|Document Type:||Journal Article|
|Title:||Seasonal variations in stable isotope ratios of juvenile coho salmon (Oncorhynchus kisutch) from western Washington rivers|
|Author:||W. L. Reichert, Correigh M. Greene, R. E. Bilby|
|Journal:||Canadian Journal of Fisheries and Aquatic Sciences|
Salmon carcasses provide a marine derived nutrient (MDN) subsidy to river systems, but the extent to which it affects juvenile salmon growth is unclear. To evaluate temporal and spatial nutrient contributions from watershed sources and MDNs using stable isotopes, Skagit River (Washington, USA) juvenile coho salmon (Oncorhynchus kisutch) were collected.
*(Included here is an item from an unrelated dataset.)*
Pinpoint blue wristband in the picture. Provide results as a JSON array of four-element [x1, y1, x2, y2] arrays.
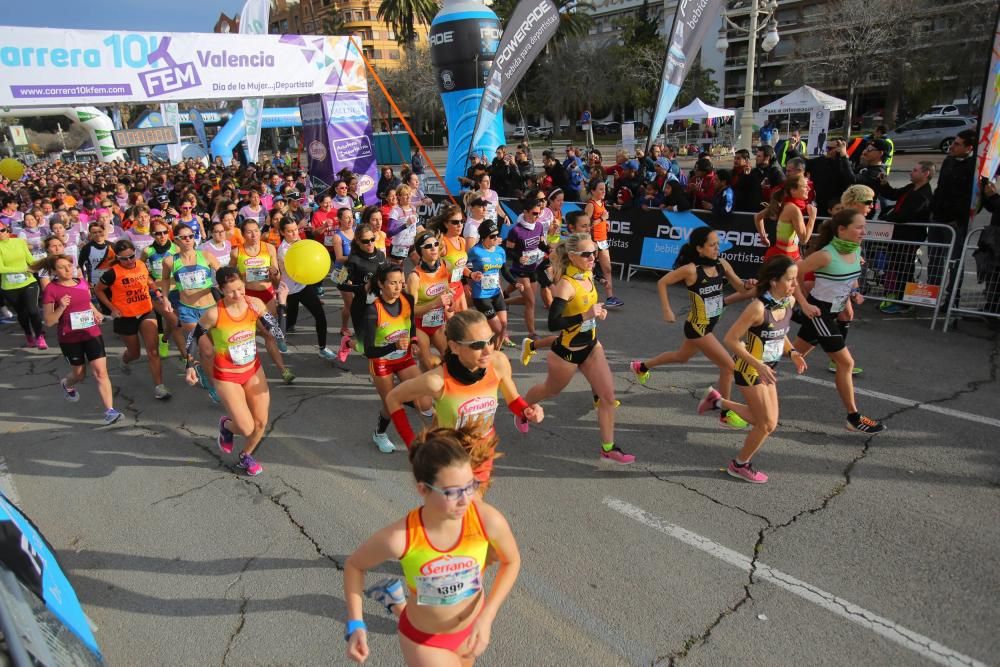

Muscle samples were taken from fry through smolts to measure temporal changes in δ15N and δ13C. 15N and δ13C levels declined from emergence until fall, when they approached values for resident cutthroat trout (Oncorhynchus clarkii) collected above anadromous barriers. Muscle δ13C was highly variable and did not increase subsequently. However, coho salmon δ15N increased during the winter. March coho salmon parr δ15N levels suggested high variability in carcass availability for consumption. During the next spring, δ15N levels again declined. In Griffin Creek, a Snoqualmie River tributary, a significant relationship between carcass density and δ15N and δ13C levels was found in March coho salmon parr. At high spawner densities, some parr δ15N exceeded carcass values; however, parr δ13C increased moderately. These findings show that stable isotope data provide insights on seasonal sources of nutrients. In addition, results indicate that March coho salmon parr δ15N levels would be a useful index of carcass availability for overwintering juvenile consumption.